An approach to in-place data transformation in mongodb

Posted: 04 February, 2019 Category: code Tagged: data-wranglingmongodbsoftware engineering

Recently I had to write a script to upgrade one of our database schemas while also making updates to the actual data in the database.

Approach

1 - Iterate over the collection

Basically, I went with cursors, because 1) I didn't want to use toArray() and hold everything in memory locally in a giant array, and 2) at the moment I wasn't dealing with anything fancy like shards and replica sets... in other words, no unstable master potential. So:

high level process

In my actual implementation I went with a method that encapsulates all the messy little data transformation steps. So my loop was one level down: I grab the cursor and basically hand it over to my migration function to handle iterating over the documents, and wait for it to finish. Makes the high-level workflow more readable. But to simplify this blog post, let's forget all that and focus on the fact that for each document, some magical perform data transforms action occurs.

2 - Trace business rules and reqirements to specific data transforms

During the migration there were a bunch of very small pieces of business logic that needed to be executed. Most of these were transition requirements, but not all. Regardless of the type of requirement they represented, I realized that each piece of business logic implied a tiny change to the data.
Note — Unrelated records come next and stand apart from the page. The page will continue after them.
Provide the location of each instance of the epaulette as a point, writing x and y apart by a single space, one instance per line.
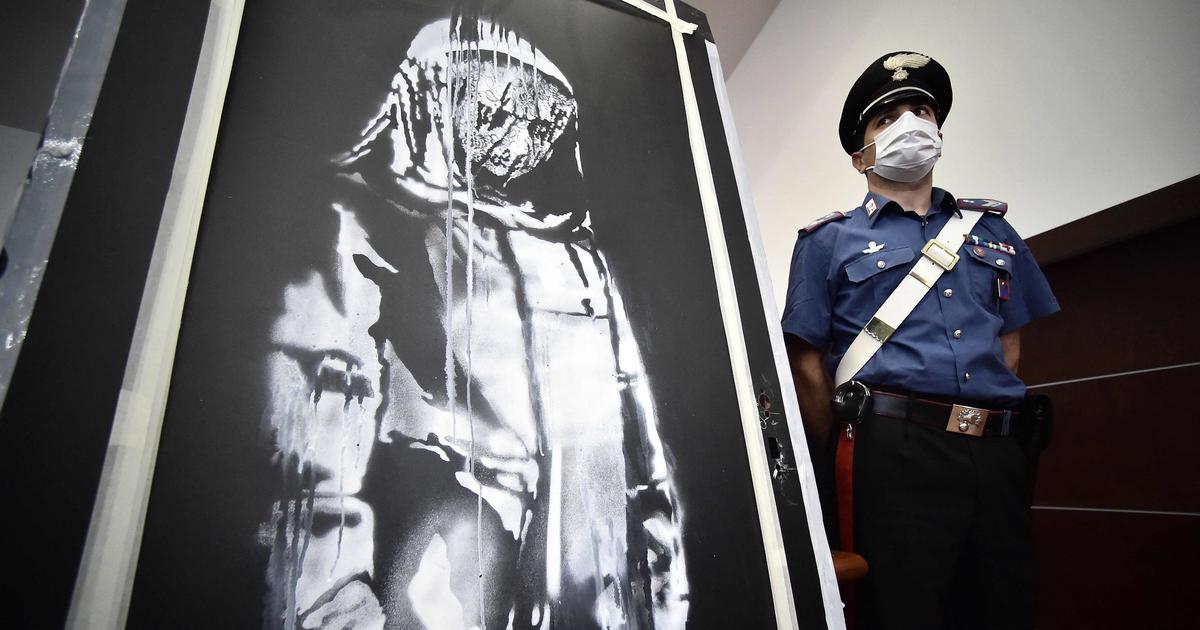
984 205
828 219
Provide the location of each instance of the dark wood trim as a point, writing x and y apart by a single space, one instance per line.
1151 211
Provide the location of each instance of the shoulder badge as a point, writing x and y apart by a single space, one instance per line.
837 215
984 205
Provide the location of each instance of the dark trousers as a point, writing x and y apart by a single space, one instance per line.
943 522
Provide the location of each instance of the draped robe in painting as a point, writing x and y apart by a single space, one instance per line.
460 407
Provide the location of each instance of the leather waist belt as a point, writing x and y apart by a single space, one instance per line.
952 418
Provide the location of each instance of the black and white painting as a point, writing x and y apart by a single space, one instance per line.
451 355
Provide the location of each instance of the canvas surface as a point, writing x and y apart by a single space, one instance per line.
453 354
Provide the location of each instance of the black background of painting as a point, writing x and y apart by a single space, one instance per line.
306 77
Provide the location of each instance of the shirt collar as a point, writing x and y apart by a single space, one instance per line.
875 204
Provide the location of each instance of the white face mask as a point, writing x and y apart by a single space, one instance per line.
906 150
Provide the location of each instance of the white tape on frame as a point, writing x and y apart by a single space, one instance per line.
106 575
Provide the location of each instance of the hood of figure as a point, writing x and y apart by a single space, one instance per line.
472 108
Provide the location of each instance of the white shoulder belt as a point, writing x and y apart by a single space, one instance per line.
940 255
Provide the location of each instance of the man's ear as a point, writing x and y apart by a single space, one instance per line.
856 160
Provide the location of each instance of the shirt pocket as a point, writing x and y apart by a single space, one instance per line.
881 271
987 268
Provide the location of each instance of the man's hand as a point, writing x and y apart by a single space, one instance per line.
814 389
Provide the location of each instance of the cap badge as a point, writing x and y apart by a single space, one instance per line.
904 60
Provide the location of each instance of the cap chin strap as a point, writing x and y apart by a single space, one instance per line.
937 257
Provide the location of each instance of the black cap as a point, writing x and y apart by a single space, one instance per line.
893 76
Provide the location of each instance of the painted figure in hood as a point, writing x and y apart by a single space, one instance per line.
460 408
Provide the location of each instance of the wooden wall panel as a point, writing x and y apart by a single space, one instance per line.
1116 570
1117 502
1128 306
1128 442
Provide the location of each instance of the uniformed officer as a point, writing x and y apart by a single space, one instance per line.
941 487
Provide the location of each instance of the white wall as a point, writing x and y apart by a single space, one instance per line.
1061 107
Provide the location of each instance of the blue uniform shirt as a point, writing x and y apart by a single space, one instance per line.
949 345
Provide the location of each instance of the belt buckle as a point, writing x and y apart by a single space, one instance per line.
940 255
969 420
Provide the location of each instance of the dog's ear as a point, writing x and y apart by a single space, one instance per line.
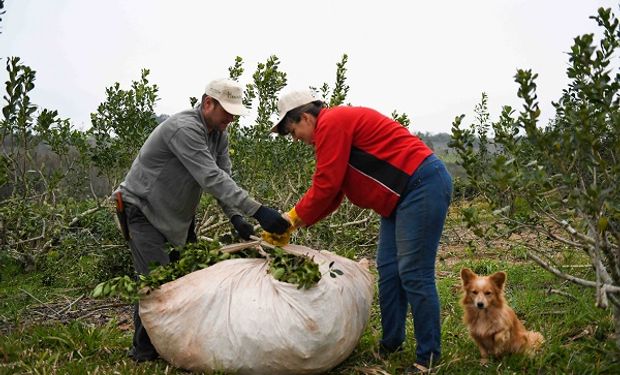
467 275
498 278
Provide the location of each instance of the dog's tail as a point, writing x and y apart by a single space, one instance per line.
534 341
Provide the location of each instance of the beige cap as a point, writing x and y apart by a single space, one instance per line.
292 100
229 94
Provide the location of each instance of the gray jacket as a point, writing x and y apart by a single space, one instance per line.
177 162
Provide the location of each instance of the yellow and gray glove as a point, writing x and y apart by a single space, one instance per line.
284 238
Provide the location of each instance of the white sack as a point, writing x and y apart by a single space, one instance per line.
234 316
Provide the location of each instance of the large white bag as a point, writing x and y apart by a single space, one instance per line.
235 317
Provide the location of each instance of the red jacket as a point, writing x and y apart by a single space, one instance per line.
362 154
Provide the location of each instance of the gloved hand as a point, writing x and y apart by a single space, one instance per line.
285 238
278 239
271 220
292 217
242 227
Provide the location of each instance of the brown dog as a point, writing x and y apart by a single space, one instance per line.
492 324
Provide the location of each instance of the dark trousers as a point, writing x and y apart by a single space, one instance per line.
148 246
408 242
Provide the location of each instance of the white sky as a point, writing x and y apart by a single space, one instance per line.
429 59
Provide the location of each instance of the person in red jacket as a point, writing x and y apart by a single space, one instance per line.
377 163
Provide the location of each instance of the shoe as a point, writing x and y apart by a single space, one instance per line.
417 369
385 352
142 357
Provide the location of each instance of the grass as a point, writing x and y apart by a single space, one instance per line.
579 336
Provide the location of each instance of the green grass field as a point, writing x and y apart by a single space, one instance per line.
61 330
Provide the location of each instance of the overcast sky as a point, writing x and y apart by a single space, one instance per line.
429 59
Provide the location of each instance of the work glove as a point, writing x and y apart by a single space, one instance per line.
284 238
243 228
271 220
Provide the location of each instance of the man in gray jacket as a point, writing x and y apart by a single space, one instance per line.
183 156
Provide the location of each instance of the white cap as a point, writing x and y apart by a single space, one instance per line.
290 101
229 94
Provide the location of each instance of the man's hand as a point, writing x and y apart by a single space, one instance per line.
271 220
242 227
278 239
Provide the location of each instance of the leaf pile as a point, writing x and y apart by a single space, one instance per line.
299 270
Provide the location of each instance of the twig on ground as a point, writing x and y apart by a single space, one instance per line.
70 305
102 307
38 300
556 291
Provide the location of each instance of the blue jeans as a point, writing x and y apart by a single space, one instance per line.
408 242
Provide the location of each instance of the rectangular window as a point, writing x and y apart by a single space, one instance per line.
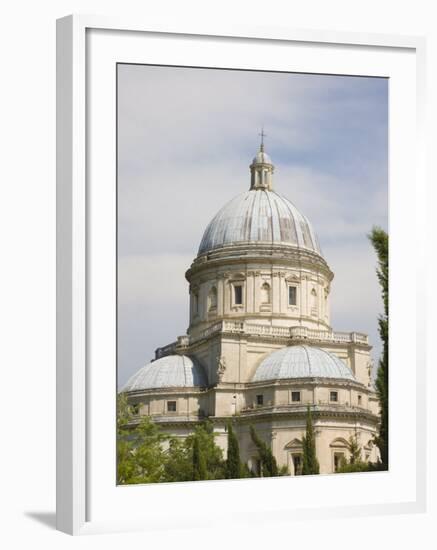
297 464
333 396
338 461
238 294
292 294
295 396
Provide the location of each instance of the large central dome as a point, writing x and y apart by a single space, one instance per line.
259 216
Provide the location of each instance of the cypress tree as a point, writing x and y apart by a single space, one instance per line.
269 466
310 464
199 462
379 240
233 464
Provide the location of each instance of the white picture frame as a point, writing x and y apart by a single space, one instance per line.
76 209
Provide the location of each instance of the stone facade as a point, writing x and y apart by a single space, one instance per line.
250 297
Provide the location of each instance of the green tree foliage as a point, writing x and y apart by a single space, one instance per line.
140 454
355 464
193 455
233 463
268 464
310 464
354 449
199 462
379 240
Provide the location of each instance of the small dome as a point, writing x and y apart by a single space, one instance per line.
172 371
259 216
261 158
302 362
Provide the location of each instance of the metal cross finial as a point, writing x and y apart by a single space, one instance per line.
263 135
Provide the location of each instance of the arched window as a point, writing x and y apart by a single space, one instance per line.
212 299
265 293
314 302
196 303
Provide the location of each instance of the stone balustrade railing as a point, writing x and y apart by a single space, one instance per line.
296 334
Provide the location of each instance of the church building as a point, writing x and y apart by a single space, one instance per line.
260 346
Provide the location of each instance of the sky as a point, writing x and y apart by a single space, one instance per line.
186 137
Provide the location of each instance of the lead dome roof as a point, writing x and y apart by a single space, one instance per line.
259 216
172 371
301 362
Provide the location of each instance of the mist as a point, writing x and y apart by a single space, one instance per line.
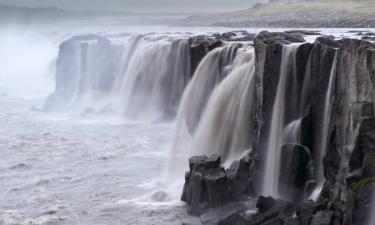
141 5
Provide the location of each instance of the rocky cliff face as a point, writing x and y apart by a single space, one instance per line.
341 73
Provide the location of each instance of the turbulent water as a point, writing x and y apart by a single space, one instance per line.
63 168
85 168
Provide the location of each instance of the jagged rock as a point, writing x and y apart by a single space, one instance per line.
231 213
199 47
240 35
294 171
265 203
235 219
303 32
268 50
280 212
209 186
322 218
279 37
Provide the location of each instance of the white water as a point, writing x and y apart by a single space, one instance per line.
275 140
322 148
292 132
213 108
226 125
64 169
155 79
137 77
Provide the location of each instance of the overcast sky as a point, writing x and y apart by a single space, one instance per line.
142 5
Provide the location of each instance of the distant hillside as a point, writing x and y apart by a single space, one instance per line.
297 13
19 14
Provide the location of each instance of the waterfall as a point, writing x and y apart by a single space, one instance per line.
275 139
138 77
292 132
323 140
155 78
213 68
224 126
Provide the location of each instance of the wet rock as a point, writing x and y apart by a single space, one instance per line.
293 171
209 186
240 35
322 218
199 48
280 212
232 213
279 37
303 32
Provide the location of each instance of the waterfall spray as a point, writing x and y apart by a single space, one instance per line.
225 126
272 167
323 140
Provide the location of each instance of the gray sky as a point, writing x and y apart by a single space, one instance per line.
142 5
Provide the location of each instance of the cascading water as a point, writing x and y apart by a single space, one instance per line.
141 77
275 140
155 78
323 140
224 126
210 72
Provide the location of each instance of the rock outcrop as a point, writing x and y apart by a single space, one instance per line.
341 173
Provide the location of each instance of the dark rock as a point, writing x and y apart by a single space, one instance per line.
199 48
281 38
209 186
234 219
293 171
265 203
303 32
322 218
237 212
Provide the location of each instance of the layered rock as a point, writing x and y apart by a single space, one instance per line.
208 185
338 72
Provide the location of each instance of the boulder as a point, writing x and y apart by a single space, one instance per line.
322 218
210 186
293 171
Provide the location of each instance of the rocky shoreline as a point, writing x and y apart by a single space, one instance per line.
233 196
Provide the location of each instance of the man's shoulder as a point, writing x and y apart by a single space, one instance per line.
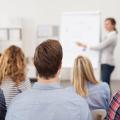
71 95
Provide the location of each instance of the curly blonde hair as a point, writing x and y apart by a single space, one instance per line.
12 65
82 73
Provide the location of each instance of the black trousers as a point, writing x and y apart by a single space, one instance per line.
106 71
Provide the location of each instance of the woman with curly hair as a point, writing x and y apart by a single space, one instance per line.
12 73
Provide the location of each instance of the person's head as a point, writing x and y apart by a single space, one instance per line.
110 24
12 65
48 59
82 73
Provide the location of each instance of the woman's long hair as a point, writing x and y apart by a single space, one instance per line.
113 22
83 73
12 65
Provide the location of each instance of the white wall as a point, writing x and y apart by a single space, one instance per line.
35 12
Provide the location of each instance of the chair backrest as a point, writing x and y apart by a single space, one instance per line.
99 114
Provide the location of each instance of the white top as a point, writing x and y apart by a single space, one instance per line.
10 89
107 47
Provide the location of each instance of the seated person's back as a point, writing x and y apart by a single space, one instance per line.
99 96
113 112
12 73
96 93
47 100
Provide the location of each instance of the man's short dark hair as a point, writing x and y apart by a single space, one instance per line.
48 58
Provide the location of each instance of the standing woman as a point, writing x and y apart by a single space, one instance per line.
106 47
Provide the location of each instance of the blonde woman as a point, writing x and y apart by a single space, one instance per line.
96 93
12 73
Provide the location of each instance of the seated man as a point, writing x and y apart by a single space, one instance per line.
47 100
114 108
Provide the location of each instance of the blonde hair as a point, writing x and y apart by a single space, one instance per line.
82 73
12 65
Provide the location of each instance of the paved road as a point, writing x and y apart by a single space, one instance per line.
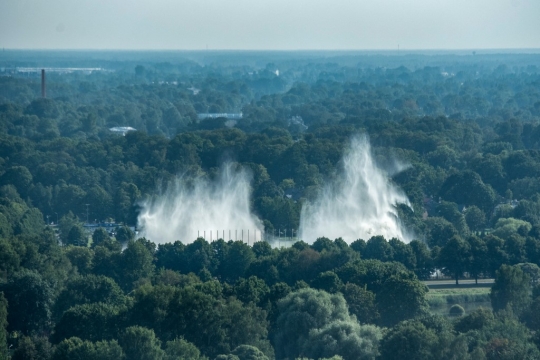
461 282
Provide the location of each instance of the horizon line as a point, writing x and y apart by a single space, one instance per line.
275 50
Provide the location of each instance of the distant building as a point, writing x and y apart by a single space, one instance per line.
122 130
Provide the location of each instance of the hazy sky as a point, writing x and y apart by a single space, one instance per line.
275 24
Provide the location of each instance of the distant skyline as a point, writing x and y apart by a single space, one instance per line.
270 25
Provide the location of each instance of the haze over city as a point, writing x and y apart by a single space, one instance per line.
270 25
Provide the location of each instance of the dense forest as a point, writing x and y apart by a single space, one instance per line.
465 129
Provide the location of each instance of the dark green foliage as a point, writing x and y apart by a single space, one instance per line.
136 263
327 281
512 289
471 140
401 297
99 236
361 303
476 320
378 248
81 257
408 340
75 348
3 327
30 300
77 236
87 290
455 257
124 234
456 310
140 343
32 348
247 352
94 321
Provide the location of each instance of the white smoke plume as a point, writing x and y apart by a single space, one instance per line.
185 212
359 204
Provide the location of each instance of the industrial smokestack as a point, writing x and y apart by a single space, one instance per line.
43 93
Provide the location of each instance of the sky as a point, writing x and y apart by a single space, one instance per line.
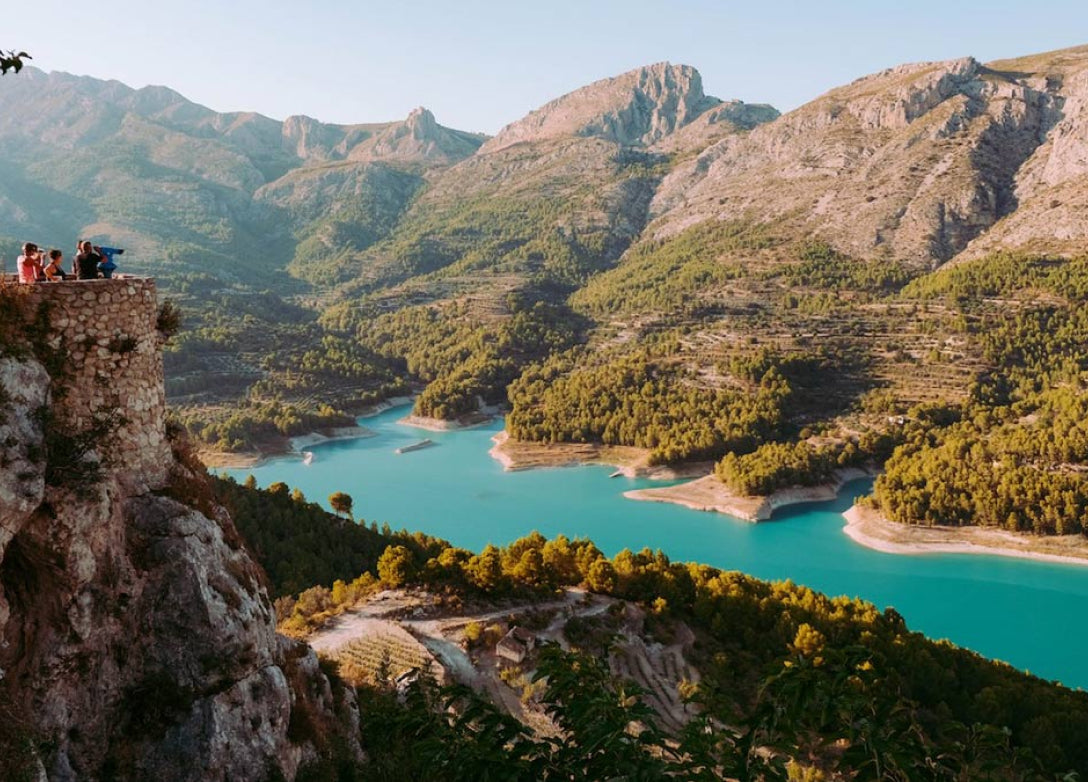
481 64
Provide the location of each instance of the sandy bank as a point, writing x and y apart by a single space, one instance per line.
708 493
869 528
386 405
437 424
632 462
294 446
329 435
223 460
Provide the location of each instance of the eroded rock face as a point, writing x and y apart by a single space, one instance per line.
914 163
136 637
633 109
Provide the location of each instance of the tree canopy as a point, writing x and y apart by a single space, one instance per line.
12 61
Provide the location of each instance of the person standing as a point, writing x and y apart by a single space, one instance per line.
52 270
85 265
29 264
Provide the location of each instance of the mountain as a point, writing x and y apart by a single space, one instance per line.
634 109
137 638
919 162
183 187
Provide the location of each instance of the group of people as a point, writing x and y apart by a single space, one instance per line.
90 262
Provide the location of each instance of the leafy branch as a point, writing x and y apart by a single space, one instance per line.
12 61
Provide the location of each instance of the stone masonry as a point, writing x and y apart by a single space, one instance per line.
107 329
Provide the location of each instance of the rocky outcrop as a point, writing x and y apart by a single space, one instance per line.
418 139
136 637
1051 188
913 163
634 109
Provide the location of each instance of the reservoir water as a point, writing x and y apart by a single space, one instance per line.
1027 613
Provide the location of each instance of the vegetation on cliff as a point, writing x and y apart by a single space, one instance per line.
829 683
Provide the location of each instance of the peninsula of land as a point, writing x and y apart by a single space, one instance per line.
870 529
708 493
629 461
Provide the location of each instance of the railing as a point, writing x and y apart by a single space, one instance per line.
7 280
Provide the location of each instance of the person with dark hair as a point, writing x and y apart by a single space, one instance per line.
29 264
108 265
52 270
85 265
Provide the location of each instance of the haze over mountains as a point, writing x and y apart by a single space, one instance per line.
920 162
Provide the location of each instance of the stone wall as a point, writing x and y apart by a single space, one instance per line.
106 331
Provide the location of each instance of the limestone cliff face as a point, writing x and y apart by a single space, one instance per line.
915 162
136 638
633 109
419 139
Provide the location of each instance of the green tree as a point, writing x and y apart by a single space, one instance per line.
12 61
342 504
396 566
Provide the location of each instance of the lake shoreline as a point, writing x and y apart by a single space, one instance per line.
516 456
869 528
295 446
708 494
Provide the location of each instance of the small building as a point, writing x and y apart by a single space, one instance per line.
516 645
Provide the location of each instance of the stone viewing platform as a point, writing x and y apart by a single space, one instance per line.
104 337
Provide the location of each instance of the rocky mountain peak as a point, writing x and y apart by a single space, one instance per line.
915 162
637 108
419 139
That gave me the idea to make this mapping more explicit, and just have each rule/requirement spit out its own small fragment of data that was relevant to it and only it:

const transformDocument = (doc) => {
  // updateDelta 1:= determine delta based on business rule / requirement #1
  // updateDelta 2:= determine delta based on business rule / requirement #2
  // updateDelta 3:= determine delta based on business rule / requirement #3
  ...
  // updateDelta N:= determine delta based on business rule / requirement #N
}

Tracing business rules to transforms

Aside: It bears mentioning that in real life, precedence may well matter and you should pay attention to ordering. To migitate interference between the business rules, I extracted any/all deleterious actions to a final stage in my migration pipeline. In other words, always break down requirements such that additive transforms go first, followed by deleterious transforms ideally at the very end).

3 - Reduce the necessary transforms into a single aggregate transform

At the end, a straightforward Object.Assign() allows you to aggregate all the changes needed to update or migrate the current document to the desired new state.

reducing the deltas

Aside: In my case, since I had delegated my cursor iteration to a function that would handle calling the actual transformer, I had an array of promises to wait on. Promise.all to the rescue! The resulting array is easily .reduce()'d. I admit it seems silly to have gone to the trouble of using cursors and then still having an array which would, worst case, be the same length as the original query resultset. I console myself with the fact that this would still be a considerable memory saving because:

  • not every document will pass the criteria of each business rule in the transformer, so the length of the resulting array will be a lot less
  • we are not storing every field in each document, since we are concerned with small additive changes.

Results

So far this has worked well and has proven to be a fairly robust approach to safely changing data in-place. I think it is good for small patches to data. Secondly, separating the business logic from the database management logic is a clean separation of concerns and allows the utilities at the database layer to be reusable for other data-wrangling tasks.

Tips

  • Always backup first
  • Always pay attention to the interaction between business rules and the transforms they will incur
  • Save deleterious actions till last
  • Extra safety points: "Abort Mission" on any transforms whenever anything smells wrong: if your code iterates to a doc that seems iffy, leave it the hell alone and just truck on to the next thing you're sure about modifying. A human can always wade in later.

Other things to be cognizant of: mongoshell is not the nodejs mongoclient, which in turn is most certainl NOT mongoose,the ORM whose inescapable gravity well you've probably fallen into. (So much for schemaless databases).